Limited to 3500 numbered copies signed by Clapton and Blake of which this is number 1463.
Two volumes: Quarto (11 7/8 x 8 3/8 inches; 302 x 213 mm.) in quarter leather over illustrated boards, and octavo (8 1/4 x 5 7/8 inches; 211 x 149 mm.) in illustrated boards. , 125, ; , [2, blank], 58 pp. Lavishly color illustrated throughout. With accompanying two CDs and all called-for ephemera. Housed within publisher's deluxe clamshell box. An immaculate copy, very fine. Housed in the original cardboard shipping carton.

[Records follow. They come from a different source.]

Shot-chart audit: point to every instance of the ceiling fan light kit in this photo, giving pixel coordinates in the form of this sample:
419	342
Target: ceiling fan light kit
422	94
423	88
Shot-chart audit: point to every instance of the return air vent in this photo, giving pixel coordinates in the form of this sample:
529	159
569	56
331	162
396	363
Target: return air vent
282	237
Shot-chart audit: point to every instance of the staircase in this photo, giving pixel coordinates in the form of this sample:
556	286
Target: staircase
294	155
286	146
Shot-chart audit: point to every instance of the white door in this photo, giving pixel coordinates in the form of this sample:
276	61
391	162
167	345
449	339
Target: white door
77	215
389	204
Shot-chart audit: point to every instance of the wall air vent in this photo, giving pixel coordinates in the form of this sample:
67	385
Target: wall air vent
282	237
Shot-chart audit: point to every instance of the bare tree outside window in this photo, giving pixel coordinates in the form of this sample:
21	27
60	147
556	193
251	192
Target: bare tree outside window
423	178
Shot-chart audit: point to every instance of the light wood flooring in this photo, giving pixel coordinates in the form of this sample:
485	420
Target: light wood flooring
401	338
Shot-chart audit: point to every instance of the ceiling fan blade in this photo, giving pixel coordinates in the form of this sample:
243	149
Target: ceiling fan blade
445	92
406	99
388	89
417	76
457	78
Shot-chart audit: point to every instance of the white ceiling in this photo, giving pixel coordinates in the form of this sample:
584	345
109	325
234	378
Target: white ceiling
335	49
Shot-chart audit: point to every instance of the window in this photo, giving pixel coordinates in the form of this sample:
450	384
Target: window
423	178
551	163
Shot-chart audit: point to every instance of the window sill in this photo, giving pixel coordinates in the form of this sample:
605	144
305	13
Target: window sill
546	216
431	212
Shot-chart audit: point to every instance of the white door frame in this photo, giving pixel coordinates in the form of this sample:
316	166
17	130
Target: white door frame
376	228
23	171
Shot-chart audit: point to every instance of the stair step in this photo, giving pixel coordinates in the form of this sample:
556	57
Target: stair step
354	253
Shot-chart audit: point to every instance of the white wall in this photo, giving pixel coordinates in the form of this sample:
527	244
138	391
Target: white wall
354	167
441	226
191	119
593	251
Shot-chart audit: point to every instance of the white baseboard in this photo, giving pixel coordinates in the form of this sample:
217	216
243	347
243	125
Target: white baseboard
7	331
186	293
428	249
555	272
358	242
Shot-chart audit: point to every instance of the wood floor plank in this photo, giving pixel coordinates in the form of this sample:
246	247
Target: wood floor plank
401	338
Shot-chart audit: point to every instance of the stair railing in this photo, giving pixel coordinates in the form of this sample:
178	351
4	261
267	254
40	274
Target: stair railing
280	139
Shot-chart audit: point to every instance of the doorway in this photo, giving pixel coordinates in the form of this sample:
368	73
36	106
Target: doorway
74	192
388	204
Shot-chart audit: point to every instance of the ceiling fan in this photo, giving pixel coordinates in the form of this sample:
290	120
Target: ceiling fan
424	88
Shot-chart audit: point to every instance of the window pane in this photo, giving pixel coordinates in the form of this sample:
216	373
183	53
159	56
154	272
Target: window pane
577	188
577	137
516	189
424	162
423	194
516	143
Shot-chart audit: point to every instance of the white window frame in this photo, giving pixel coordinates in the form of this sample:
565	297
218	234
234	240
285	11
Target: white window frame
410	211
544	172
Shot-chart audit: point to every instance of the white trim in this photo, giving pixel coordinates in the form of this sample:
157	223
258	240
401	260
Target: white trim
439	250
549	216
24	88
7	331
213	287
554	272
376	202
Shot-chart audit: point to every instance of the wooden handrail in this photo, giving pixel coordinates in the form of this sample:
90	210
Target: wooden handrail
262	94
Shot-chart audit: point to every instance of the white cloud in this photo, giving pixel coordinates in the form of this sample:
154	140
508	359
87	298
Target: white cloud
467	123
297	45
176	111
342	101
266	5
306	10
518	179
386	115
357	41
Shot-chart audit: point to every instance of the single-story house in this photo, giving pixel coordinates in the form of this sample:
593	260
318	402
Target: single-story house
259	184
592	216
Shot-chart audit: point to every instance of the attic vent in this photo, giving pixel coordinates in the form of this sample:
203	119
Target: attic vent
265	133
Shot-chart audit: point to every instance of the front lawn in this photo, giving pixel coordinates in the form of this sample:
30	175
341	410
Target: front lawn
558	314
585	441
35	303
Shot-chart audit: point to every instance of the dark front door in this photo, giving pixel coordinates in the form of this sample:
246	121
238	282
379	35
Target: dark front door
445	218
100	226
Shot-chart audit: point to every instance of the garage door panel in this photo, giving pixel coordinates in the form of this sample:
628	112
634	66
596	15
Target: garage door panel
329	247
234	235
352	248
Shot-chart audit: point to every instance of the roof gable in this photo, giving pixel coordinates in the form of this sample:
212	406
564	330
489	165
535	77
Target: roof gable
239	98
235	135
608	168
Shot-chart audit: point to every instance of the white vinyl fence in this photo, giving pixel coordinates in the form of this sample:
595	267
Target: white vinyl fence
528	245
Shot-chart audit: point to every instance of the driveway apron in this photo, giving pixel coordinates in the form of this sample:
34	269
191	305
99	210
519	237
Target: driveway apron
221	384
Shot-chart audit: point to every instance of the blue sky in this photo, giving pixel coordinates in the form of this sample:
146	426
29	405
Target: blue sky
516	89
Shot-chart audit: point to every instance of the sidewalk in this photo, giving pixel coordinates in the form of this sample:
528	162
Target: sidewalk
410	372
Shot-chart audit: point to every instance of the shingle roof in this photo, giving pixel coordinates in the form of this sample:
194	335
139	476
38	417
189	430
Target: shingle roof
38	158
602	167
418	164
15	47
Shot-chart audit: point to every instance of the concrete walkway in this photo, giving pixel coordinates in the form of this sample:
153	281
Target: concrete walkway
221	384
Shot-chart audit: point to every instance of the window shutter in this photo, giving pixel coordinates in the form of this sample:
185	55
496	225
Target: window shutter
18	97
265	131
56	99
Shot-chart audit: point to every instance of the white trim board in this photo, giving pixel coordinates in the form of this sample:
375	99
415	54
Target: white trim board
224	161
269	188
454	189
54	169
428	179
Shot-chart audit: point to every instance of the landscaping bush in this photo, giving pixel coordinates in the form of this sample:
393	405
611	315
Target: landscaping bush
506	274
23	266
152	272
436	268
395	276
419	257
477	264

A celebration in art and words of the greatest guitarist of our generation on the occasion of the twenty-four concerts at the Royal Albert Hall that climaxed Clapton's 1990-1991 Grand Tour. In scrapbook/collage/multi-media form by Blake, one of the twentieth century's greatest pop artists, and with a separate, appreciative essay by Taylor, one of pop music's most respected journalists, press agent for The Beatles, and close friend to so many of its luminaries.

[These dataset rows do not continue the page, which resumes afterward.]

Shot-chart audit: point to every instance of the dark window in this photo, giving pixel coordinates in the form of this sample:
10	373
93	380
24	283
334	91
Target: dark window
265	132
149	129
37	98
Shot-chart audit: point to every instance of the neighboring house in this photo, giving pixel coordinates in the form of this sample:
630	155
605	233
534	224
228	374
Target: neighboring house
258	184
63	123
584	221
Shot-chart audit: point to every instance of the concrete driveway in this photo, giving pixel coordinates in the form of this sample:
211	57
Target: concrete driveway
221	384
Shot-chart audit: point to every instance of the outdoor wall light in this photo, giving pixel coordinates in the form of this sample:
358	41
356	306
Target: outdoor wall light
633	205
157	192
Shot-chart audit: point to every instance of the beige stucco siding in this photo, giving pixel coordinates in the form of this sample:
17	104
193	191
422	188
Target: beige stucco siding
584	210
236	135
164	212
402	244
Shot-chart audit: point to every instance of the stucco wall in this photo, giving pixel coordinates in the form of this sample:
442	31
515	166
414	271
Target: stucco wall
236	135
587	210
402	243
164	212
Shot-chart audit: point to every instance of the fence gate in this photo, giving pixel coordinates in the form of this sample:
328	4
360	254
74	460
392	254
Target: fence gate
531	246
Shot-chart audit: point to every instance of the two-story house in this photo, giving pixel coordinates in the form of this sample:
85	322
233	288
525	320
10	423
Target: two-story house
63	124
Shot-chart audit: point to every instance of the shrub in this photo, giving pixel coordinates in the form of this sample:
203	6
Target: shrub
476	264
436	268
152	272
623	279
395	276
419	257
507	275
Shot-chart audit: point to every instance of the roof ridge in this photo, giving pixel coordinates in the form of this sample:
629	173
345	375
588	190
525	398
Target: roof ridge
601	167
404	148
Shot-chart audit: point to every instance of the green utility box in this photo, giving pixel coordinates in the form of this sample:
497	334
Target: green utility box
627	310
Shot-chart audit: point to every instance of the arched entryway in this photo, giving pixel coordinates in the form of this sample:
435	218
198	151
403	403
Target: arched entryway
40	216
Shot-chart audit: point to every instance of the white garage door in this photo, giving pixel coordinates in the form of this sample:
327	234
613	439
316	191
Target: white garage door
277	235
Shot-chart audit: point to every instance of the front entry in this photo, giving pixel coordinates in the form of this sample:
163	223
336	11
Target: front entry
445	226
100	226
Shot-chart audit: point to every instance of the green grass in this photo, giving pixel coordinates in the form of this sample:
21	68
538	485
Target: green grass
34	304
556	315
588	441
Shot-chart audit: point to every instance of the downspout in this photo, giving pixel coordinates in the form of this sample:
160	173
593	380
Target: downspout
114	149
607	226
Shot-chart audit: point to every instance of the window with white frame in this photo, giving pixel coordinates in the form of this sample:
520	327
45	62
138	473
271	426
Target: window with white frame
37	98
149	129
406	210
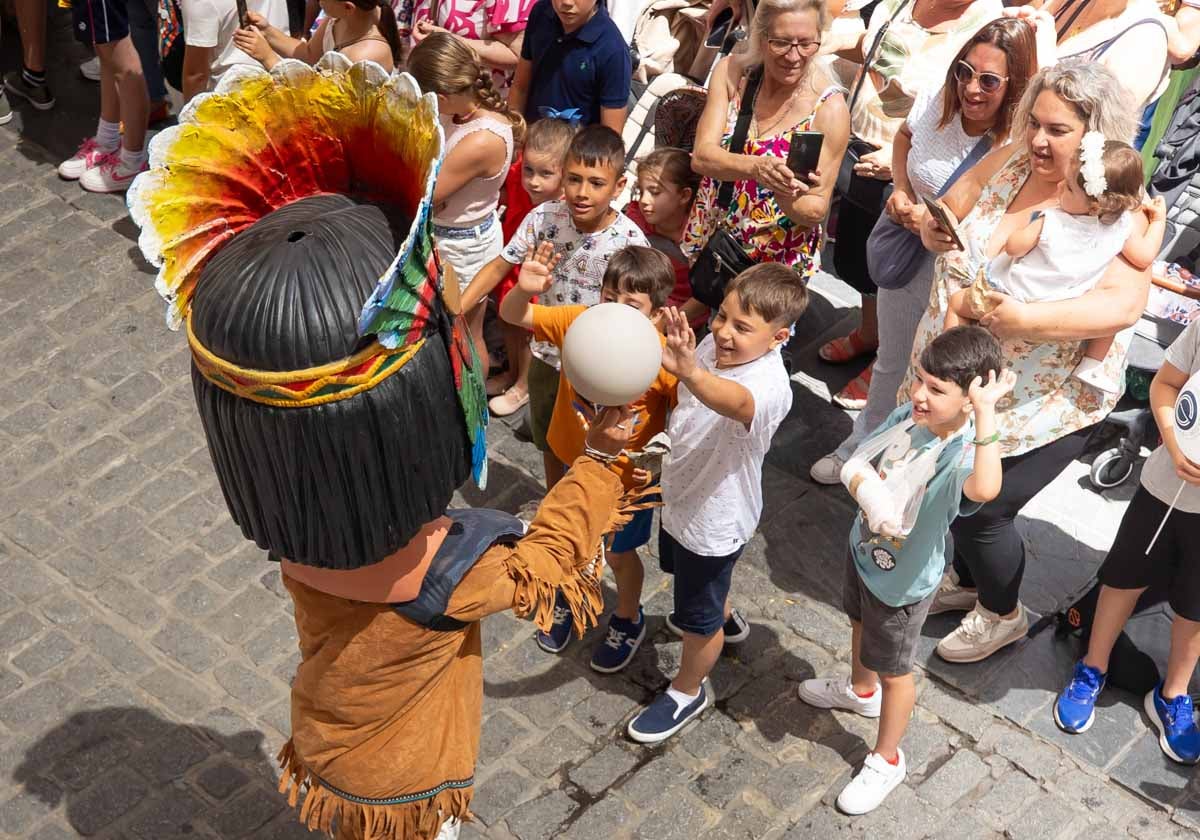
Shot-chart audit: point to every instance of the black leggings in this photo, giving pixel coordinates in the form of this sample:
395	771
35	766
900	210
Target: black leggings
989	553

Sir Peter Thomas Blake (b. 1932, is an English pop artist, best known for his album cover design for The Beatles' classic, Sgt. Pepper's Lonely Hearts Club Band. "During the late 1950s, Blake became one of the best known British pop artists. His paintings from this time included imagery from advertisements, music hall entertainment, and wrestlers, often including collaged elements. Blake was included in group exhibitions at the Institute of Contemporary Arts and had his first one person exhibitions in 1960. It was with the 'Young Contemporaries' exhibition of 1961 where he was exhibited alongside David Hockney and R.B. Kitaj that he was first identified with the emerging British Pop Art movement. Blake won the (1961) John Moores junior award for his work Self Portrait with Badges. He first came to wider public attention when, along with Pauline Boty, Derek Boshier and Peter Phillips, he featured in Ken Russell's film on pop art, Pop Goes the Easel, which was broadcast on BBC television in 1962. From 1963 Blake was represented by Robert Fraser which placed him at the centre of swinging London and brought him into contact with leading figures of popular culture" (Wikipedia).

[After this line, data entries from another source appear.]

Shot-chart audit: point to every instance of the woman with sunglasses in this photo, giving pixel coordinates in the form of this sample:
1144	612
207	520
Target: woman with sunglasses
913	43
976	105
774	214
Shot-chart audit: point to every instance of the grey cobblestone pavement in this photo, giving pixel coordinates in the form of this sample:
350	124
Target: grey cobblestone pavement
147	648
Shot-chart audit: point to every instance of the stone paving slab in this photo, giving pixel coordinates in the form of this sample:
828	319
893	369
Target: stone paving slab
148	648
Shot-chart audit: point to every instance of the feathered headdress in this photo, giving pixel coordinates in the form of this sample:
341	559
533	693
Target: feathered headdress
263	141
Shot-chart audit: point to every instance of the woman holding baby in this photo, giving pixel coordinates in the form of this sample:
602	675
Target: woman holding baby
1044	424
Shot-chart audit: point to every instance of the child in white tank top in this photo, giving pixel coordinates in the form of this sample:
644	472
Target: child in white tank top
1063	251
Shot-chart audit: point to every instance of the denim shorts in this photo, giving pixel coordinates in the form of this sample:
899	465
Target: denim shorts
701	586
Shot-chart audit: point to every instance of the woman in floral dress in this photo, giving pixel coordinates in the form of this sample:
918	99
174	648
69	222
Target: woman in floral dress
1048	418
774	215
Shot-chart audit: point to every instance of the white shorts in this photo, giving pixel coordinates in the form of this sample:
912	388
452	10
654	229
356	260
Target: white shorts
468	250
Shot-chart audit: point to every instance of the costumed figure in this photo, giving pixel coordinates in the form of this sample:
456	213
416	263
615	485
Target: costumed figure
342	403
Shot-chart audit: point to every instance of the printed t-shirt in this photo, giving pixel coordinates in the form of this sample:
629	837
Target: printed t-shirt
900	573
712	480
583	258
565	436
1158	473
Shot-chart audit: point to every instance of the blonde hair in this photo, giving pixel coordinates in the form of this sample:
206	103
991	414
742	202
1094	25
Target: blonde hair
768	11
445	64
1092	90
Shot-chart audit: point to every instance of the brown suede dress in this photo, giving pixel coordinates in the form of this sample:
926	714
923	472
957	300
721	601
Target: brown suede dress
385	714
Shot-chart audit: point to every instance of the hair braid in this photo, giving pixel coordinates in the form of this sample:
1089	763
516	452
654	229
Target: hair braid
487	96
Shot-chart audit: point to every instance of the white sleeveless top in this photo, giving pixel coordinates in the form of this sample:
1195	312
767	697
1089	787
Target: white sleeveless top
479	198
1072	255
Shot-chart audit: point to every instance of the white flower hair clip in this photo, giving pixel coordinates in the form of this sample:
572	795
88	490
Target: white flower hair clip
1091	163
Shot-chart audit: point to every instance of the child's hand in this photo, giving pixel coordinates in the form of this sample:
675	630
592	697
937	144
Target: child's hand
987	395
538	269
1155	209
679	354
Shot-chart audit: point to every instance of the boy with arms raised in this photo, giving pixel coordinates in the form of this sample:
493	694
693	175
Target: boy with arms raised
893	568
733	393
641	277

British journalist Derek Taylor (1932-1997) was the first to give The Beatles a rave review in a mainstream newspaper. Becoming close with the group and its manager, Brian Epstein, he soon took charge of all Beatles' press relations. George Harrison's song Blue Jay Way was written during his 1967 visit to California, on a foggy night waiting for buddy Derek Taylor and his wife to come visit ("There's a fog upon L.A. / And my friends have lost their way"). He handled press for The Beach Boys, The Byrds, and many others, including Harry Nilsson. In 1967, he co-conceived and co-produced the Monterey Pop Festival.
Ephemera: Backstage Pass; "Badge" badge; Four (4) E.C. guitar picks: tortoise, red, turquoise, and black; One (1) Ernie Ball custom gauge guitar string in original packaging. All within the Blake-illustrated envelope as issued.
With a facsimile inscriptions from Clapton to Blake on the title page and from George Harrison (with flower drawing) to Blake on the copyright page.
CDs: Eighteen (18) live recordings from the Royal Albert Hall, London 1990-1991, with guests Buddy Guy, Robert Cray, Phil Collins, and the National Philharmonic Orchestra.